In November 2022, Logistics UK raised concerns about a potential 23% increase in fuel duty from Spring 2023, following the publication of the Office of Budgetary Responsibility (OBR) Report on Fiscal Responsibility on the day of the Autumn Statement. The business group is calling for the introduction of a dynamic mechanism to reduce fuel duty while maintaining revenue levels through VAT and other sources, to ensure government keeps control of the public purse and, at the same time, to enable businesses to plan for the future more efficiently.
“Our members’ work impacts every single individual and business in the country,” continued Ms Jennings, “as they work round-the-clock to deliver what the nation needs on tight schedules and budgets. Increasing the costs of energy and fuel at this point would have a detrimental effect on the logistics industry’s ability to power the nation’s recovery after the pandemic, as well as enabling our members to prepare for a greener future.

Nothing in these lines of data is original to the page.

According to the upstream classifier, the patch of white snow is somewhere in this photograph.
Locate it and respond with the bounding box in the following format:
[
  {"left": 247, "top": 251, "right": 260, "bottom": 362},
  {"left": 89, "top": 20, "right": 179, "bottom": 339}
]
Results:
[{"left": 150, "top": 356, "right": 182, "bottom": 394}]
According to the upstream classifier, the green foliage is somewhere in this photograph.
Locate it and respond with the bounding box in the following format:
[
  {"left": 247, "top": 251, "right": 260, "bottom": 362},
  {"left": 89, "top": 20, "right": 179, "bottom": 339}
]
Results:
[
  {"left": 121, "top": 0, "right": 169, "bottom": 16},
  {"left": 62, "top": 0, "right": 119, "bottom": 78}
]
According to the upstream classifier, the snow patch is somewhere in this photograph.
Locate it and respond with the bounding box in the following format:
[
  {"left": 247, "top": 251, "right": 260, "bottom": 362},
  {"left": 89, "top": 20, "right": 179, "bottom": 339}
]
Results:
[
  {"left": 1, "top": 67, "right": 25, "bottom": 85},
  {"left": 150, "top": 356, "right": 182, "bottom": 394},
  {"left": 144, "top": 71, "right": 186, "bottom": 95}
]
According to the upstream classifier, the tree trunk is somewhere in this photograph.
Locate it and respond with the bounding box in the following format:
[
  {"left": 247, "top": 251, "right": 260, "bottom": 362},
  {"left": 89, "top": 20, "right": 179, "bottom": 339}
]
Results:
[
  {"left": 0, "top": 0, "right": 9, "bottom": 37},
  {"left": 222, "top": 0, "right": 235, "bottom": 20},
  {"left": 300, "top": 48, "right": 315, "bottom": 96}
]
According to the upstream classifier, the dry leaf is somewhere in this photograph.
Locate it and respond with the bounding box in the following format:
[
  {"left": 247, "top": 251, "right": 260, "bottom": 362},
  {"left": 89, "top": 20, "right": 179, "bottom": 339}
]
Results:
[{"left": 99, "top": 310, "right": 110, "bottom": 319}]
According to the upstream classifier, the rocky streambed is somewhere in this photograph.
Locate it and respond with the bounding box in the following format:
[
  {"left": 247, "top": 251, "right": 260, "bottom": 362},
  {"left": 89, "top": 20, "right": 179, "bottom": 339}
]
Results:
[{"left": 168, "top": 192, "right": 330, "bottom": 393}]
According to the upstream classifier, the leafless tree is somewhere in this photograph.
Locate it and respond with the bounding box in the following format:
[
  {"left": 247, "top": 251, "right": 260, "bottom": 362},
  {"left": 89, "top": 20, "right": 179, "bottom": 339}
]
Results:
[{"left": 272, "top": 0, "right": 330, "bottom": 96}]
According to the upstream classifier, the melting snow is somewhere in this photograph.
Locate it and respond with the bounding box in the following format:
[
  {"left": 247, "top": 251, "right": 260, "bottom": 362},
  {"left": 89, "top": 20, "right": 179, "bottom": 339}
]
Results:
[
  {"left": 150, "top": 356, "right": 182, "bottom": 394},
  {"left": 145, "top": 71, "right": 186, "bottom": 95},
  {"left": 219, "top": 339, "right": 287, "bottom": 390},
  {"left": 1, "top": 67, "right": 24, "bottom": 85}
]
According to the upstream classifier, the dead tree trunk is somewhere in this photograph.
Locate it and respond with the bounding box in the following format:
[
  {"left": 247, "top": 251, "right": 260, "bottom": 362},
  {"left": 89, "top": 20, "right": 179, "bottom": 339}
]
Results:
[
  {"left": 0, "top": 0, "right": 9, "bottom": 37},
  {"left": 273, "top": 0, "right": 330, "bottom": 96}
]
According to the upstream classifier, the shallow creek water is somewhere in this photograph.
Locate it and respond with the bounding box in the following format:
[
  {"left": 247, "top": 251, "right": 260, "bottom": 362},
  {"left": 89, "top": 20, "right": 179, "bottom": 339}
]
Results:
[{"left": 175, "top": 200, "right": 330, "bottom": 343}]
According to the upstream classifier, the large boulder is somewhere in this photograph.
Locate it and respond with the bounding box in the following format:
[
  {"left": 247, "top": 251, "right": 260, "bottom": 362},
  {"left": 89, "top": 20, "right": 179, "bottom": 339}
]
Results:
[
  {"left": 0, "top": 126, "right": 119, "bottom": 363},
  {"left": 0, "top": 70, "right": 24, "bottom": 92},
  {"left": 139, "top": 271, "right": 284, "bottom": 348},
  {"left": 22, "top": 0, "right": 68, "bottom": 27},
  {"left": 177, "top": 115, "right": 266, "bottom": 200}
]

“The current energy bill scheme, capping the unit cost of gas and electricity for all businesses, provided much-needed certainty for our members, particularly SMEs who make up 99% of the logistics sector. However, the significantly lower discounts to be applied to eligible businesses from the new scheme from 1 April 2023 will be detrimental to further growth and investment for the future, and could even result in business closures.
“For the sake of the economy, and the logistics industry in particular, Logistics UK is urging government to use its Spring Budget to put forward a package of support that ensures our members can keep the lights on, operations moving and UK businesses trading, while continuing to invest in a greener future.”
The decision to cut support to businesses is a major blow for hauliers, coach and van operators, the Road Haulage Association (RHA) said.
“For struggling firms who have seen their energy bills skyrocket the current scheme provides certainty and for many has made a difference. This new scheme will do neither,” it said.
Richard Smith, RHA Managing Director, added: “As we saw during the pandemic the transport sector is essential to keeping the UK economy moving. It is critical to the country’s supply chains transporting 89% of all goods moved by land in the UK, including 98% of food, agricultural and consumer products.
“Many operators may not be able to survive on the insignificant support through the new version of the scheme. Two pence off a kWh of electricity and half a pence off gas is totally insignificant for small businesses.”
In November 2022, RHA surveyed its members on the impact of the energy price crisis to feed into the Government’s review of the Energy Bill Relief Scheme. Nearly half of those responding reported that their bills compared to last year have increased by between 300-400% with the remainder reporting average increases of 130%.
The majority of these costs come from warehousing and storage, where efficiencies have already been fully exploited through more efficient lighting/heating and timing switches. Importantly, the amount of energy consumed in these activities will not reduce in line with reduced economic activity.
The most common response of transport businesses was to raise prices, RHA said. Hauliers have increased their prices by an average of 5-10% over the past year. This demonstrates the link between energy bills and the high levels of consumer inflation that we see at the moment.
Reports from RHA members show that while businesses have been able to raise prices, the vast majority have not been able to raise them sufficiently to pass on the energy price increases in full.